To sum up the trend: Why not make traditional Provence rosé sparkle à la Champagne?
"Bubbles are festive, and our idea is to make them with the lightness and elegance of Provence," says Alain Combard, 70-year-old patriarch of Domaine St.-André de Figuière in the rolling vine-covered hills above the Mediterranean coast of La Londe Les Maures.
More than 60 winemakers and co-ops in the heart of Provence now make limited quantities of sparkling rosé in the méthode traditionelle, as it's known outside Champagne. Under current French appellation laws, the wines are labeled humble Vin de France, with their Provence appellation nowhere in sight.
Combard, a longtime leader in Côtes de Provence rosé and producer of a pink sparkler called Atmosphére since 2008, has spent years negotiating the creation of a new designation recognizing traditionally made pink sparklers from Provence grapes. A formal request is to be filed in the coming months, and while approval would give a boost to Provence bubbles, it will likely take more years.
"France is an old lady," Combard laughs, "and things take time."
Provence has produced sparkling wine with varied methods for more than a century, but in the last 10 years the bulk of bubbles has flipped from white wine to pink. As president of Provence's Center for Research and Experimentation on Rosé Wine in 2007, Combard explored ways to perfect a Provence sparkler. The result is informally called the "méthode Provençale."
In the Champagne method, sugar and yeast are added to still wine in bottles to launch a secondary, bubble-creating fermentation. The Provence method—developed by a Champenois enologist here—uses grape juice (frozen at harvesttime) instead of sugar in order to keep already-ripe Provence alcohol levels in check and thereby preserve wine finesse. This method is now used by Combard and other producers who contract the bubbly part of winemaking to a Champagne-based company that makes most of the region's traditional bubbles in a Provence warehouse.
Combard, who technically retired in spring to leave the running of the estate to three of his children (but still shows up daily), knows about creating successful quality wines.
A Provence native, Combard as a young man ran a dairy farm the family owned in Chablis.

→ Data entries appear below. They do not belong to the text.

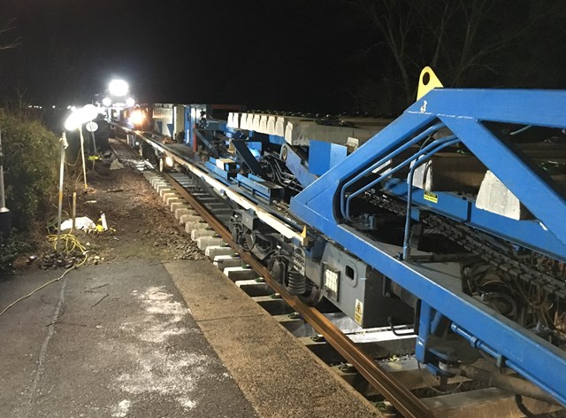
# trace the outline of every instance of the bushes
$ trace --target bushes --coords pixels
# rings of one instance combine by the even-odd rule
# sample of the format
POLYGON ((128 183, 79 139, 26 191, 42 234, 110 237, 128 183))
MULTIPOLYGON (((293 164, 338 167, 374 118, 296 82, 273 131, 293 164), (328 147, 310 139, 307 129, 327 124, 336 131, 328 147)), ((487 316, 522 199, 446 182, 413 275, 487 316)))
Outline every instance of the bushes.
POLYGON ((37 120, 0 112, 6 206, 13 226, 27 230, 45 220, 57 196, 58 138, 37 120))
MULTIPOLYGON (((45 221, 56 200, 58 170, 58 138, 38 120, 0 111, 6 206, 16 236, 0 236, 0 275, 11 271, 13 260, 25 248, 21 232, 45 221)), ((0 234, 1 235, 1 234, 0 234)))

His life changed in 1970 when he partnered with Chablis winemaker Michel Laroche and helped build Domaine Laroche into a major producer over 21 years. In 1991, when the two parted ways, Combard searched the south for his own estate and found St.-André de Figuière, which he has built into a leading producer known for meticulous organic vineyard management and precise winemaking.
"Twenty years ago, rosé wasn't considered wine," Combard says. "My friends from Chablis thought I was crazy."
The domaine today produces more than 83,000 cases of still wine, sourced from estate and contract vineyards, topped by the flagship "Confidentielle" line. The 2013 Côtes de Provence Rosé La Londe Confidentielle—90 points—retails for $41.
The domaine's vintage sparkler, Atmosphère (not rated, about $26, nearly 1,700 cases), is an extra-brut made from Cinsault, Grenache and a bit of white Rolle that spends at least a year in bottle before the lees are disgorged and the wine is capped.
Tasting the 2011 and 2012 vintages with Combard, it became clear that a Provence sparkler is something more than rosé with fizz. Technically speaking, the secondary, in-bottle fermentation with juice not only adds bubbles but changes the aromatics of the wine toward darker fruit (think more strawberry and less apricot).
Though pleased with the result, Combard is not entirely satisfied. "We are still looking for a way to conserve those primary aromas of Provence," he says. "Rosé is a fragile wine."